The taxes were increased when the global crude prices had dropped but have not been rolled back even as crude prices have rebounded.
“As consumers are spending more on fuel, it is crowding out expenses on health. Our analysis of SBI card spends indicates that spend on non-discretionary health expenditure has been substantially reduced to accommodate increased expenditure on fuel,” Ghosh said.
“In fact such spending has more than crowded out the spending on other non-discretionary items, like grocery and utility services to such an extent that the demand for such products has significantly declined,” he added.
Ghosh warned that the high spending on fuel also has an impact on inflation, which has breached the upper end of the RBI’s comfort band for the second month running for June, saying a 10 per cent increase in prices leads to a 0.50 per cent jump in headline consumer price inflation.
The note said there is a need for an “urgent cut in oil through tax rationalization”, failing which consumer spending on non-discretionary items will continue getting distorted and crowd out discretionary expenses.
Meanwhile, Ghosh also wondered if the CSO data showing the headline inflation to be at 6.30 per cent for May, at a time of local lockdowns in many parts of the country, was a “data aberration”.

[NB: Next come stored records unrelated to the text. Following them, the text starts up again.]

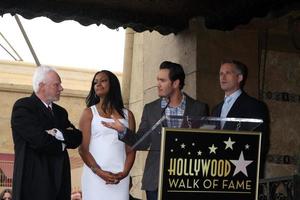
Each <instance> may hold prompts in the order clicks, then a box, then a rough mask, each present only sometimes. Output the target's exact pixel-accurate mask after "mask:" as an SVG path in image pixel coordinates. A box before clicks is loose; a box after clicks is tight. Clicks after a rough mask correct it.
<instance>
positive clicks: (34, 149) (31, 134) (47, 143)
mask: <svg viewBox="0 0 300 200" xmlns="http://www.w3.org/2000/svg"><path fill="white" fill-rule="evenodd" d="M33 90H34V93H33V94H32V95H31V96H30V97H25V98H21V99H19V100H17V101H16V103H15V104H14V107H13V110H12V118H11V127H12V133H13V140H14V144H15V146H14V147H15V164H14V176H13V199H14V200H25V199H32V200H41V199H43V200H66V199H70V196H71V175H70V161H69V156H68V152H67V148H76V147H78V146H79V145H80V143H81V139H82V135H81V132H80V131H79V130H78V129H76V128H75V127H74V126H73V124H71V122H70V121H69V119H68V113H67V111H66V110H65V109H64V108H62V107H61V106H59V105H57V104H55V103H53V102H54V101H58V100H59V98H60V93H61V91H62V90H63V88H62V86H61V80H60V77H59V75H58V74H57V72H56V71H55V70H54V69H53V68H51V67H48V66H39V67H38V68H37V69H36V71H35V73H34V76H33Z"/></svg>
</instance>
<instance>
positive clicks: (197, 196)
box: [159, 128, 261, 200]
mask: <svg viewBox="0 0 300 200" xmlns="http://www.w3.org/2000/svg"><path fill="white" fill-rule="evenodd" d="M260 144H261V133H258V132H246V131H243V132H241V131H224V130H204V129H174V128H163V130H162V142H161V155H160V178H159V199H160V200H165V199H172V200H183V199H184V200H187V199H205V200H210V199H211V200H241V199H242V200H257V198H258V183H259V161H260V148H261V147H260Z"/></svg>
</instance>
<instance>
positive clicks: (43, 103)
mask: <svg viewBox="0 0 300 200" xmlns="http://www.w3.org/2000/svg"><path fill="white" fill-rule="evenodd" d="M31 98H33V99H34V101H35V102H36V105H37V107H38V108H39V110H40V112H42V113H43V115H44V116H45V117H46V118H49V119H50V120H51V121H53V120H54V117H53V115H52V114H51V113H50V112H49V110H48V109H47V107H46V106H45V105H44V103H43V102H42V101H41V100H40V99H39V98H38V97H37V96H36V95H35V94H34V93H33V94H32V95H31Z"/></svg>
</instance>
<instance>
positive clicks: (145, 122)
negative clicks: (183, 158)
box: [104, 61, 208, 200]
mask: <svg viewBox="0 0 300 200" xmlns="http://www.w3.org/2000/svg"><path fill="white" fill-rule="evenodd" d="M184 79H185V73H184V71H183V68H182V66H181V65H180V64H177V63H172V62H169V61H164V62H162V63H161V65H160V70H159V72H158V75H157V87H158V96H159V99H157V100H155V101H153V102H151V103H148V104H146V105H145V106H144V110H143V115H142V119H141V123H140V126H139V129H138V131H137V133H136V134H135V133H132V132H131V131H130V130H129V129H126V128H124V126H123V125H122V124H121V123H120V122H119V121H118V120H117V119H115V118H114V119H115V122H114V123H104V125H105V126H107V127H109V128H114V129H116V130H117V131H118V132H119V139H120V140H122V141H123V142H125V143H126V144H129V145H131V146H132V145H134V144H135V143H136V142H137V141H139V139H140V138H141V137H143V135H144V134H145V133H146V132H147V131H148V130H150V129H151V127H152V126H153V125H154V124H155V123H156V122H157V121H158V120H159V119H160V118H161V117H162V116H163V115H176V116H207V114H208V108H207V105H206V104H204V103H201V102H199V101H197V100H194V99H192V98H191V97H189V96H188V95H187V94H185V93H183V92H182V89H183V87H184ZM163 124H164V126H167V127H173V128H180V127H182V125H183V124H184V122H183V120H182V119H169V120H166V122H165V123H163ZM161 128H162V126H158V127H157V128H156V129H154V130H153V131H152V132H151V134H150V135H149V136H148V137H146V138H145V139H144V140H143V141H142V142H141V143H140V144H139V145H138V146H137V147H136V148H135V149H136V150H148V149H149V148H150V149H149V153H148V156H147V160H146V164H145V170H144V175H143V179H142V189H143V190H146V195H147V199H148V200H156V199H157V195H158V193H157V192H158V179H159V178H158V175H159V159H160V142H161Z"/></svg>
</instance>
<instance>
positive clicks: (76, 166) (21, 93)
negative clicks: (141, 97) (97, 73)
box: [0, 61, 122, 188]
mask: <svg viewBox="0 0 300 200" xmlns="http://www.w3.org/2000/svg"><path fill="white" fill-rule="evenodd" d="M35 68H36V66H34V65H32V64H29V63H23V62H21V63H20V62H5V61H0V130H1V139H0V152H1V153H14V150H13V140H12V134H11V128H10V117H11V111H12V106H13V104H14V102H15V101H16V100H17V99H19V98H21V97H25V96H29V95H31V94H32V86H31V85H32V83H31V80H32V75H33V72H34V70H35ZM56 69H57V71H58V73H59V74H60V76H61V79H62V86H63V87H64V91H63V92H62V94H61V98H60V101H58V102H56V103H57V104H59V105H61V106H62V107H64V108H66V110H67V111H68V114H69V119H70V121H71V122H72V123H73V124H74V125H75V126H76V127H78V122H79V119H80V116H81V113H82V111H83V109H84V108H85V97H86V96H87V94H88V91H89V89H90V84H91V81H92V78H93V76H94V74H95V72H96V71H93V70H83V69H69V68H64V67H56ZM116 75H117V76H118V78H119V80H120V81H122V74H120V73H118V74H116ZM68 151H69V155H70V158H71V162H74V163H71V165H72V166H75V167H73V168H72V186H73V187H79V188H80V177H81V171H82V168H81V167H78V166H80V165H81V164H82V162H81V159H80V156H79V154H78V151H77V149H75V150H68Z"/></svg>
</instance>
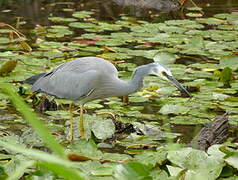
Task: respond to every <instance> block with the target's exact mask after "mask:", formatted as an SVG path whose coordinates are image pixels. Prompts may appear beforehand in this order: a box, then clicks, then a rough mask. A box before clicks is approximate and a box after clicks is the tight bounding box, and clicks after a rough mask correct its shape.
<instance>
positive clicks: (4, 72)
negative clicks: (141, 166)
mask: <svg viewBox="0 0 238 180" xmlns="http://www.w3.org/2000/svg"><path fill="white" fill-rule="evenodd" d="M16 66H17V60H9V61H7V62H5V63H4V64H3V65H2V66H1V68H0V76H3V75H6V74H8V73H10V72H12V71H13V70H14V69H15V68H16Z"/></svg>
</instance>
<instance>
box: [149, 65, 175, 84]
mask: <svg viewBox="0 0 238 180" xmlns="http://www.w3.org/2000/svg"><path fill="white" fill-rule="evenodd" d="M164 73H166V74H167V75H169V76H173V75H172V73H171V71H170V70H169V69H168V68H167V67H165V66H164V65H162V64H159V63H154V66H153V67H152V68H151V72H150V73H149V74H152V75H156V76H159V77H161V78H162V79H165V80H168V78H167V77H166V76H165V75H164Z"/></svg>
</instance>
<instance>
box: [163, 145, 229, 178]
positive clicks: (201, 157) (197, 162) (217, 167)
mask: <svg viewBox="0 0 238 180" xmlns="http://www.w3.org/2000/svg"><path fill="white" fill-rule="evenodd" d="M167 157H168V159H169V160H170V161H171V162H172V163H173V164H175V165H177V166H179V167H180V168H183V169H184V170H186V171H185V172H184V173H185V174H184V177H185V179H193V180H199V179H204V180H215V179H216V178H218V177H219V175H220V173H221V171H222V168H223V167H224V165H225V164H224V161H223V159H222V157H221V156H215V155H212V156H209V155H208V154H206V153H205V152H204V151H200V150H195V149H192V148H182V149H180V150H172V151H169V152H168V156H167Z"/></svg>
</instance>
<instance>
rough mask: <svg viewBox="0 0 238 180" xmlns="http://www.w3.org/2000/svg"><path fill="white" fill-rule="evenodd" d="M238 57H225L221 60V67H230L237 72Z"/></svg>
mask: <svg viewBox="0 0 238 180" xmlns="http://www.w3.org/2000/svg"><path fill="white" fill-rule="evenodd" d="M237 62H238V56H235V55H234V56H224V57H222V58H221V59H220V67H222V68H225V67H229V68H231V69H232V70H236V69H237V68H238V63H237Z"/></svg>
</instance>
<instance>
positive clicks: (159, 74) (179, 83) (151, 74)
mask: <svg viewBox="0 0 238 180" xmlns="http://www.w3.org/2000/svg"><path fill="white" fill-rule="evenodd" d="M149 74H151V75H156V76H158V77H161V78H162V79H164V80H167V81H170V82H172V83H173V84H174V85H175V86H176V87H177V88H178V89H179V90H180V91H181V92H182V93H185V94H187V95H188V96H189V97H191V94H190V93H189V92H188V91H187V89H186V88H185V87H183V86H182V84H180V83H179V82H178V81H177V80H176V79H175V78H174V76H173V74H172V73H171V71H170V70H169V69H168V68H167V67H165V66H164V65H162V64H160V63H158V62H156V63H152V66H151V69H150V72H149Z"/></svg>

Most items in food and non-food have registered a de-growth in June, when compared with May, and core inflation for May has also undergone a large downward revision, he said in support of the doubts expressed on data aberration.
Even though inflation has shown marginal decline, the levels are still elevated and combined with a decline in financial savings, are adding to household challenges, the note said.
Ghosh estimated that during the second wave period (June 2021 over March 2021), the number of districts with deposits outflows might be double than the first wave.
Various leading indicators, including port cargo traffic, freight traffic, railway freight earning, manufacturing PMI, steel consumption have worsened sequentially in June compared to their levels in May, it said.
The note said the second wave is showing signs of having a “fat tail” and is not yet over, as daily cases continue to be over 40,000 with Maharashtra and Kerala reporting higher infections.
Vaccinations hold the key and the country has given both the doses to only 5.3 per cent of its population, it said, adding that even if the rate of inoculation were to be doubled to 70 lakh a day, it will be March 2022 by the time each adult gets vaccinated.